HTTP Caching in Ballerina - Part I

Ballerina 0.970.0 introduced HTTP caching support. It does so by adding a caching layer on top of the plain HTTP client in Ballerina. The caching layer, complies with the RFC 7234 specification (it is not a complete implementation of the spec though). In addition to this, APIs are also provided for handling caching at the server side. In this post, we’ll take a look at the client side of caching using Ballerina 0.975.0.

Prerequisites

A Simple Caching Example

The following program depicts a simple service which sends a GET request to the backend (which in this case happens to be the /HTTP/cc.html resource of https://jigsaw.w3.org).

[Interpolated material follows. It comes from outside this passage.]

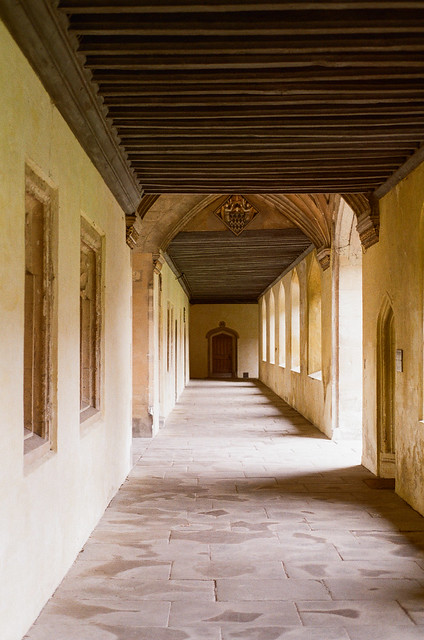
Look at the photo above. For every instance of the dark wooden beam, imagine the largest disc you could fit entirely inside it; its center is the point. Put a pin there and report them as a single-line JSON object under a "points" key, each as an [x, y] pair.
{"points": [[146, 62], [306, 111], [376, 21], [223, 6], [139, 127], [187, 45], [311, 73]]}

Caching is enabled by default for HTTP client endpoints. So yes, you are utilizing HTTP caching whenever you use an HTTP client endpoint in Ballerina. The cache attribute of the HTTP client endpoint configuration can be used to configure the caching behaviour of the endpoint. The following configurations are available in the cache configuration:

  • enabled - Enables/disables HTTP caching for the endpoint (default val: true)
  • isShared - Marks the endpoint as a shared cache if set to true (default val: false)
  • policy - Sets the caching policy to follow when using caching. Currently the users have two options: CACHE_CONTROL_AND_VALIDATORS and RFC_7234. The former caches responses only when they contain the Cache-Control header and a validator (either the ETag header or the Last-Modified header). This is also the default policy used and gives a more predictable caching behaviour. The latter option just simply follows the RFC7234 specification when caching and serving responses.
  • expiryTimeMillis - Sets the cache expiry time for the underlying cache used to store HTTP responses (default val: 86400)
  • capacity - Sets the maximum capacity of the underlying cache used in bytes (default val: 8MB)
  • evictionFactor - Sets the percentage of cache entries to evict when the cache is full. This is a value between 0 and 1 (default val: 0.2)

The last 3 configurations are for the underlying cache used for storing the responses. The cache used is an in-memory caching implementation available in the Ballerina standard library (ballerina/cache).

Running the Caching Service

To get a better understanding of what’s going on in here, let’s run this with debug logs and HTTP trace logs on.

$ ballerina run caching-client.bal -e b7a.log.level=DEBUG -e b7a.http.tracelog.path=./http.trace

The above command will publish the debug logs to the console and the HTTP trace log to a file in the current directory, named http.trace. Now invoke the service using an HTTP client:

$ curl -v http://localhost:9090/cache

Note that the response the client receives contains several headers used in caching, including the ETag and Cache-Control headers.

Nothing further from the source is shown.